Expression of human alpha 1-acid glycoprotein genes in cultured cells and in transgenic mice.

  1. L Dente,
  2. U Rüther,
  3. M Tripodi,
  4. E F Wagner, and
  5. R Cortese
  1. European Molecular Biology Laboratory, Heidelberg, RG.

Abstract

The human genome contains three alpha 1-glycoprotein genes (AGP-A, AGP-B, and AGP-B') encoding for slightly different forms of the protein. The major component of human alpha 1-acid glycoprotein found in plasma is coded by AGP-A, which is expressed in liver and in hepatoma cell lines and is induced by inflammatory stimuli. We have studied the regulation of the cloned AGP-A gene by transfection into cell lines of hepatic and nonhepatic origin. Unlike any other liver-specific gene investigated so far, every AGP construct tested was expressed with comparable efficiency in hepatoma and HeLa cells. In contrast, identical constructs in transgenic mice are expressed in a tissue-specific manner and are regulated by acute-phase stimuli. Transgenic mice carrying the cluster of three AGP genes secrete the human protein in the serum, and the corresponding mRNA is mainly derived from the AGP-A gene.
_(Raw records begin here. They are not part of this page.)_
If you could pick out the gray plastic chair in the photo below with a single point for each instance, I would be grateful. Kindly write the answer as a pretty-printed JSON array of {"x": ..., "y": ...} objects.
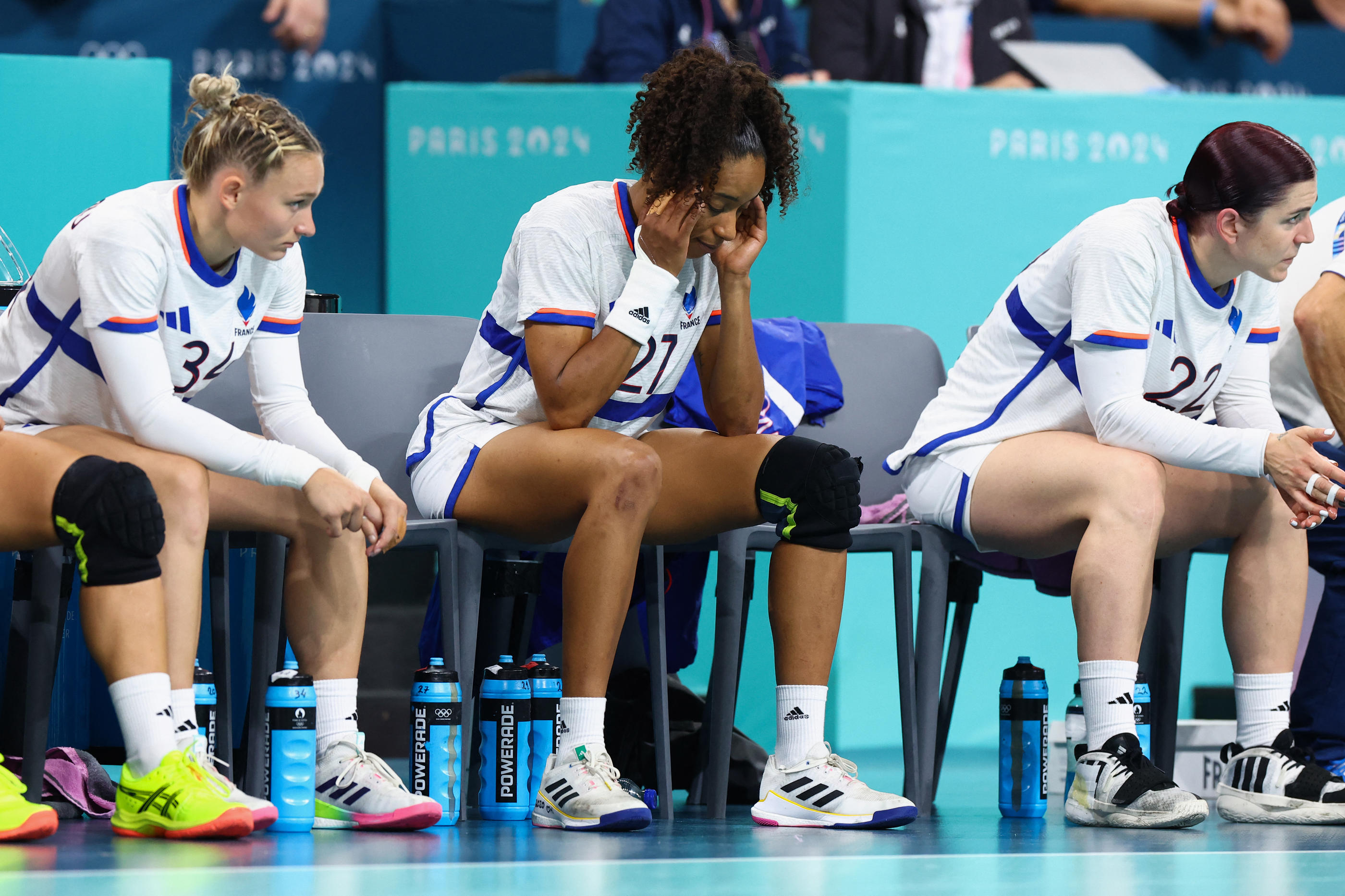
[{"x": 890, "y": 375}]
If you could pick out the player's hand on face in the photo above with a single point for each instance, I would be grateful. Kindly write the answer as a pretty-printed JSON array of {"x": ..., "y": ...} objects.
[
  {"x": 393, "y": 510},
  {"x": 1307, "y": 481},
  {"x": 666, "y": 233},
  {"x": 735, "y": 257},
  {"x": 342, "y": 505}
]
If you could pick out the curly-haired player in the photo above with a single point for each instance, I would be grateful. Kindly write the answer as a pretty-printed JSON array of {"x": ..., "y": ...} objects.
[{"x": 607, "y": 292}]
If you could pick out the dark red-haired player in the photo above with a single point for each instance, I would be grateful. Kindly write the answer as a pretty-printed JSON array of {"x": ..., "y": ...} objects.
[{"x": 1073, "y": 422}]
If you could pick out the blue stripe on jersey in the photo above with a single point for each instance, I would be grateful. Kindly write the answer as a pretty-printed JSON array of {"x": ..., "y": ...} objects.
[
  {"x": 198, "y": 264},
  {"x": 451, "y": 505},
  {"x": 429, "y": 435},
  {"x": 1118, "y": 342},
  {"x": 273, "y": 326},
  {"x": 575, "y": 321},
  {"x": 1041, "y": 337},
  {"x": 1198, "y": 278},
  {"x": 629, "y": 411},
  {"x": 506, "y": 343},
  {"x": 962, "y": 502},
  {"x": 1048, "y": 356},
  {"x": 76, "y": 346},
  {"x": 131, "y": 326}
]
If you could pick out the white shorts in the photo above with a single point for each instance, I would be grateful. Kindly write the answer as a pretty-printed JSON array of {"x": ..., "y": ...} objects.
[
  {"x": 939, "y": 487},
  {"x": 439, "y": 478}
]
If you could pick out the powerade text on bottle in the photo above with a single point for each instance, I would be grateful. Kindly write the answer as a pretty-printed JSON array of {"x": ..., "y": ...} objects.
[
  {"x": 1024, "y": 742},
  {"x": 506, "y": 728},
  {"x": 204, "y": 690},
  {"x": 547, "y": 708},
  {"x": 293, "y": 749},
  {"x": 1142, "y": 714},
  {"x": 436, "y": 764},
  {"x": 1076, "y": 732}
]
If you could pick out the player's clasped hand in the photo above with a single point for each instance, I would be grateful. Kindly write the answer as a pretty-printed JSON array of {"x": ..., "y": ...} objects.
[
  {"x": 1309, "y": 484},
  {"x": 666, "y": 232}
]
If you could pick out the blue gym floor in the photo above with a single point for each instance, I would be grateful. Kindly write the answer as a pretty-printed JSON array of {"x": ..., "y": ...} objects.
[{"x": 966, "y": 848}]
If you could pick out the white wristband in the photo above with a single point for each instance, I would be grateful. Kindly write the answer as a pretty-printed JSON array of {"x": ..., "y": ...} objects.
[{"x": 648, "y": 291}]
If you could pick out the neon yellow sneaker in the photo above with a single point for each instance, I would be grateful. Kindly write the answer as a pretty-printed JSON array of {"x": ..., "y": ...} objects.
[
  {"x": 21, "y": 820},
  {"x": 177, "y": 801}
]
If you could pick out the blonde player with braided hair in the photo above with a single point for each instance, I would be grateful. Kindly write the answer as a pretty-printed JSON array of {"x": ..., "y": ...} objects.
[{"x": 138, "y": 304}]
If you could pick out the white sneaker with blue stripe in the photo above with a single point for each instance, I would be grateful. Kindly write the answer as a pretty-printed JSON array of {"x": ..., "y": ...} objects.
[
  {"x": 580, "y": 790},
  {"x": 825, "y": 791}
]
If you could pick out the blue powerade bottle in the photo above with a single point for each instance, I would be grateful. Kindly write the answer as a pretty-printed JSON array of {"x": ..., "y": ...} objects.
[
  {"x": 1024, "y": 728},
  {"x": 1142, "y": 728},
  {"x": 204, "y": 690},
  {"x": 506, "y": 728},
  {"x": 293, "y": 749},
  {"x": 436, "y": 762},
  {"x": 547, "y": 711}
]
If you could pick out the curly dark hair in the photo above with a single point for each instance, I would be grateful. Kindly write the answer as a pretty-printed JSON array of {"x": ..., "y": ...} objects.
[{"x": 700, "y": 111}]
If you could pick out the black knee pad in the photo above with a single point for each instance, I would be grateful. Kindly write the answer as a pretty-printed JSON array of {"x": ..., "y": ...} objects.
[
  {"x": 810, "y": 492},
  {"x": 110, "y": 516}
]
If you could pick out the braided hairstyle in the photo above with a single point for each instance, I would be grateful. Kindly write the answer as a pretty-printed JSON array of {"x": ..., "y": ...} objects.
[
  {"x": 248, "y": 130},
  {"x": 698, "y": 111}
]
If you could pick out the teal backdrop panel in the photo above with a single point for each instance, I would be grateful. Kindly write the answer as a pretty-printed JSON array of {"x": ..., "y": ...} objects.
[
  {"x": 78, "y": 130},
  {"x": 465, "y": 162},
  {"x": 954, "y": 193}
]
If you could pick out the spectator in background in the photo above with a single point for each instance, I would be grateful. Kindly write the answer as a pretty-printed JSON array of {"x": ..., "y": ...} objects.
[
  {"x": 636, "y": 37},
  {"x": 299, "y": 24},
  {"x": 939, "y": 44},
  {"x": 1263, "y": 24}
]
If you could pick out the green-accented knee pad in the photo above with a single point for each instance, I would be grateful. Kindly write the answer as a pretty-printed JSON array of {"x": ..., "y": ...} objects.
[
  {"x": 110, "y": 516},
  {"x": 810, "y": 492}
]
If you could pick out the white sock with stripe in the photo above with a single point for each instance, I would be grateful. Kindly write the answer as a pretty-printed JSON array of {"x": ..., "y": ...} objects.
[
  {"x": 1262, "y": 707},
  {"x": 1109, "y": 692},
  {"x": 801, "y": 715},
  {"x": 145, "y": 712}
]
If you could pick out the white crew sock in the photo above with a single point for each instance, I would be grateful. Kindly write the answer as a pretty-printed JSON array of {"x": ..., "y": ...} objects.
[
  {"x": 582, "y": 723},
  {"x": 1109, "y": 692},
  {"x": 1262, "y": 707},
  {"x": 801, "y": 712},
  {"x": 337, "y": 715},
  {"x": 145, "y": 712},
  {"x": 185, "y": 716}
]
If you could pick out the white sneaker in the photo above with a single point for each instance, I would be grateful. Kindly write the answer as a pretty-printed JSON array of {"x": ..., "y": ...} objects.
[
  {"x": 264, "y": 813},
  {"x": 1118, "y": 787},
  {"x": 357, "y": 789},
  {"x": 1278, "y": 784},
  {"x": 824, "y": 791},
  {"x": 583, "y": 794}
]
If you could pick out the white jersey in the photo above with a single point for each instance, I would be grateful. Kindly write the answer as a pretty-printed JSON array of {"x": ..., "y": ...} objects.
[
  {"x": 130, "y": 264},
  {"x": 124, "y": 322},
  {"x": 1125, "y": 278},
  {"x": 567, "y": 264},
  {"x": 1290, "y": 384}
]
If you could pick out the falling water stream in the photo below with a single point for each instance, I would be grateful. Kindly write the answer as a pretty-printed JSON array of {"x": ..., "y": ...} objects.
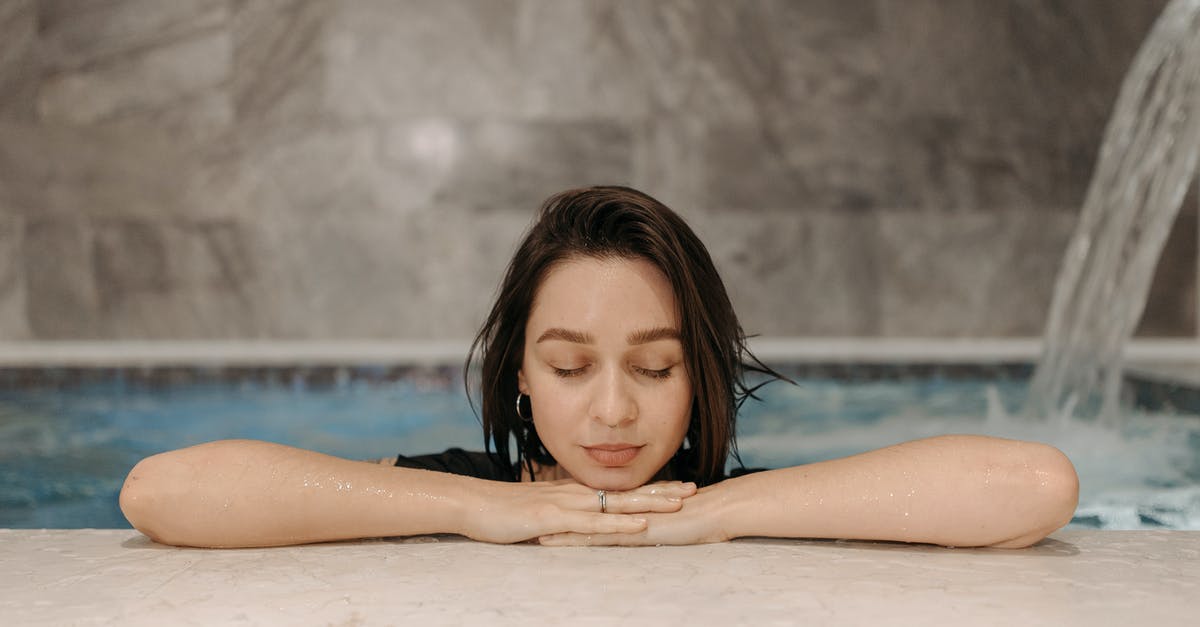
[{"x": 1146, "y": 162}]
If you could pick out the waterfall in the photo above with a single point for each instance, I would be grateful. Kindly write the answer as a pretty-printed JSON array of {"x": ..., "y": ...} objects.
[{"x": 1146, "y": 162}]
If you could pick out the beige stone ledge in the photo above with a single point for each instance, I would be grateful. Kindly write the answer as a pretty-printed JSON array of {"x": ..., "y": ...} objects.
[{"x": 118, "y": 577}]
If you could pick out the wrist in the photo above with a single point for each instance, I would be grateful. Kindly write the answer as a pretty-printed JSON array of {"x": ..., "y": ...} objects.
[{"x": 718, "y": 512}]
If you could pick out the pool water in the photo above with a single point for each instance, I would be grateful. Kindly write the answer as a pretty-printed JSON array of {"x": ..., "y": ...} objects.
[{"x": 65, "y": 449}]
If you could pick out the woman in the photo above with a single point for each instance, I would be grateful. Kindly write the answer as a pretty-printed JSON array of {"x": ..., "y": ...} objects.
[{"x": 615, "y": 363}]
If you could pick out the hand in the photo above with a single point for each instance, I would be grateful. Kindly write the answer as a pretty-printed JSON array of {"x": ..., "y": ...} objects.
[
  {"x": 516, "y": 512},
  {"x": 694, "y": 523}
]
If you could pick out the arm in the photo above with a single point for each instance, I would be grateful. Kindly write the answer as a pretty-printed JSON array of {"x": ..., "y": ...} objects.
[
  {"x": 952, "y": 490},
  {"x": 257, "y": 494}
]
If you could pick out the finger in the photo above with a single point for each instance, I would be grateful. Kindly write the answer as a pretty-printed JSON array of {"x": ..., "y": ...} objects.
[
  {"x": 637, "y": 502},
  {"x": 594, "y": 539},
  {"x": 595, "y": 524},
  {"x": 681, "y": 489}
]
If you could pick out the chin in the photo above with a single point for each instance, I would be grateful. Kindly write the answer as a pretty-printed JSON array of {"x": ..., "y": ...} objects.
[{"x": 615, "y": 479}]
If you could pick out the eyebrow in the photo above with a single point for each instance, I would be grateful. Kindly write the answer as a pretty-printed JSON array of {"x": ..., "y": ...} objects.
[{"x": 636, "y": 338}]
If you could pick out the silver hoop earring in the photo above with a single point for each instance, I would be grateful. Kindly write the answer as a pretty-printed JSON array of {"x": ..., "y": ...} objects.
[{"x": 529, "y": 419}]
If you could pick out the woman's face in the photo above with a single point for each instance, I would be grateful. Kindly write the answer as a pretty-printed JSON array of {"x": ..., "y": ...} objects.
[{"x": 604, "y": 370}]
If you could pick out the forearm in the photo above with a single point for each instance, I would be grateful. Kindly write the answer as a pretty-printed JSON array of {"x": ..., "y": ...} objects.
[
  {"x": 257, "y": 494},
  {"x": 953, "y": 490}
]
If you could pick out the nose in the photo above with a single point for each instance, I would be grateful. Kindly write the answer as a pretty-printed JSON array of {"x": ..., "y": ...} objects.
[{"x": 612, "y": 402}]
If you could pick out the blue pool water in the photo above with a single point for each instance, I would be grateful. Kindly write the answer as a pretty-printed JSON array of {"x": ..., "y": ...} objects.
[{"x": 66, "y": 448}]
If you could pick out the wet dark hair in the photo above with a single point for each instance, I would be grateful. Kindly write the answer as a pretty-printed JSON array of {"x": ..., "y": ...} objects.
[{"x": 619, "y": 222}]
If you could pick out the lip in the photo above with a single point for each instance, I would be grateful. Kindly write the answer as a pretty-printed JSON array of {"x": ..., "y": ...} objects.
[{"x": 613, "y": 455}]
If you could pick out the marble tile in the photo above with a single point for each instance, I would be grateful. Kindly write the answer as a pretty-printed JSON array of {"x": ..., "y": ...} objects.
[
  {"x": 969, "y": 274},
  {"x": 97, "y": 172},
  {"x": 279, "y": 75},
  {"x": 427, "y": 57},
  {"x": 809, "y": 163},
  {"x": 75, "y": 35},
  {"x": 982, "y": 117},
  {"x": 178, "y": 89},
  {"x": 604, "y": 41},
  {"x": 175, "y": 280},
  {"x": 63, "y": 300},
  {"x": 13, "y": 322},
  {"x": 505, "y": 165},
  {"x": 783, "y": 57},
  {"x": 411, "y": 276},
  {"x": 797, "y": 273},
  {"x": 19, "y": 63},
  {"x": 666, "y": 162}
]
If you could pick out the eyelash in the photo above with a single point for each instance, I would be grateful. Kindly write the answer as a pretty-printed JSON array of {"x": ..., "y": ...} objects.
[{"x": 576, "y": 371}]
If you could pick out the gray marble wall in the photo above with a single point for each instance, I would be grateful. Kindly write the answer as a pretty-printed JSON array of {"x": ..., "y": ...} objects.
[{"x": 318, "y": 168}]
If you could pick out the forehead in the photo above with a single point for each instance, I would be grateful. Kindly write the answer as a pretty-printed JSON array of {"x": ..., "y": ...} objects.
[{"x": 616, "y": 292}]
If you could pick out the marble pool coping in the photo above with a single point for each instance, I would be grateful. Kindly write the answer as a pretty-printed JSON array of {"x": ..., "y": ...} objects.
[{"x": 118, "y": 577}]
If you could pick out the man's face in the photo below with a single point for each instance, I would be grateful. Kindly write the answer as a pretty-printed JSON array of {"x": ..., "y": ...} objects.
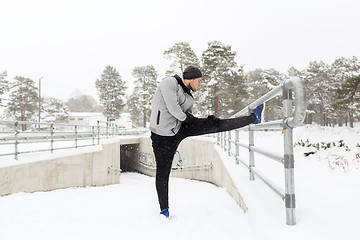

The mRNA is liver specific, and its concentration increases several fold following experimentally induced inflammation. Additional transgenic lines carrying only the AGP-A gene showed that sufficient information for tissue-specific and regulated expression is contained within a 6.6-kb segment comprising the whole coding region plus 1.2-kb 5'-flanking and 2-kb 3'-flanking DNA.